Thursday, September 19, 2013

Cretan Hospitality

Is there anywhere in the world that does not harbour religious hatred?
A Roman Catholic priest in Zanzibar has received treatment in hospital after attackers threw acid at him on a street in the island's capital. Police say the
elderly priest was attacked as he was leaving an internet cafe in the island's old town.
It follows a similar attack on two young British women there last month.
Tensions between the majority Muslim population and Christians have been on the increase in recent years, as well as on mainland Tanzania.
"He sustained burns in his face and shoulders. The acid burnt through his shirt," a Zanzibar police spokesman told Reuters.
Tanzanian police say they are searching for witnesses to the attack which occurred in the old part of Zanzibar City, Stone Town.
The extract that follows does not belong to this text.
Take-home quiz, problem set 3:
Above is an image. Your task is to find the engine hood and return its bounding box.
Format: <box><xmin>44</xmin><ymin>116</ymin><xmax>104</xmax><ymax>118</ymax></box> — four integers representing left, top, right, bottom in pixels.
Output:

Tourism is a key source of revenue, with some 200,000 visitors to Zanzibar last year
It is the latest in a series of assaults on religious figures in the country and the fifth acid attack since November, when a Muslim cleric was hospitalized with acid burns. (Tit for tat? An eye for an eye?)
In a sign of further tension, a Catholic priest was shot dead in February.
The attack on the British girls in August occurred in the same part of Stone Town.
Zanzibar's President Ali Mohammed Shein said the assault had "brought chaos and confusion to our country and outside".
Zanzibari officials have offered a £4,000 ($6,000) reward for information leading to the arrest of the suspects.
A popular tourist destination, the acid attacks came as a shock to many residents of Zanzibar who say attacks on foreign travellers are rare.
Police say no suspects have been arrested over the attack on the priest.
“Welcome Maldives – The sunny side of life.” That is the headline on Google of the official Maldives Tourist Board and the islands are evidently a popular holiday destination. Not quite the sunny side of life for a fifteen year old girl raped by her stepfather and sentenced to a hundred lashes for having sex outside of marriage. Similarly a rape victim in Saudi Arabia was sentenced to two hundred lashes. What kind of a religion is it that creates laws that can so pervert all sense of logic, common sense, and humanitarianism? So if you are raped in a Muslim country get over it. There’s no point in going to the police because that way you may be in even bigger trouble as a judge decides you need a taste of the whip. It is truly disgusting. Fortunately for the Maldives girl there was such a universal outcry that the sentence was revoked and, as the Maldives also rely on tourism for a great deal of their income perhaps would-be holiday makers might have second thoughts.
Sunday we trotted across the road to our neighbour Aglaia’s house for a lunch party thrown for her grandson Janis who is off to university in Heraklion. Strange to think we have known him since he was four years old. When I say “we trotted” I mean Douglas, myself, and our guest, Vicky. Chris is in London psyching himself up and working hard on preparing “Champagne Charlie.”
There must have been forty or fifty people at Aglaia’s (the Maradakis family is an extended one) seated at two long tables in the courtyard and, as always on an occasion; baptisms, weddings, Easter, the food just kept on coming starting off with traditional pies filled with either feta or spinach, tomato fritters, a delicious potato salad, scented with some kind of sweet herb, I don’t know what, a xoriatiki, that is a village salad consisting of tomatoes, onion, cucumber, peppers, olives, topped with feta and drizzled with a generous helping of olive oil. Sometimes the cheese used in a xoriatiki is misithra, more of a cream cheese than feta. Snails arrived next, one lot cooked in oil and another in a buckwheat sauce. I’ve always resisted having a go at snails but decided for the first time to try them. As far as I am concerned it is like eating rubber flavoured with whatever they are cooked in so I don’t think I will bother again although here they are a great favourite. Douglas and Vicky ate them with obvious relish but the one was enough for me. The snails were followed by sausages, roast lamb, roast pork and roast chicken and a pilafi. Now pilafi is quite simply rice cooked in lamb drippings and with lemon juice it is one of my favourite foods. Consequently I ate far too much of it (no self-control you see but it was delicious)
Finally desert: half a dozen or more different types of cakes and chocolate confections, ice cream and something one has only at this time of the year after the grapes have been harvested, a grape jelly called moustafaria. At least I think it’s called that, something like it anyway.
As you can imagine no one wanted anything more to eat that day. I left about four o’clock and the others half an hour or so later. Seven thirty in the evening we could still hear the party going on. It was great for Vicky to experience traditional Cretan hospitality.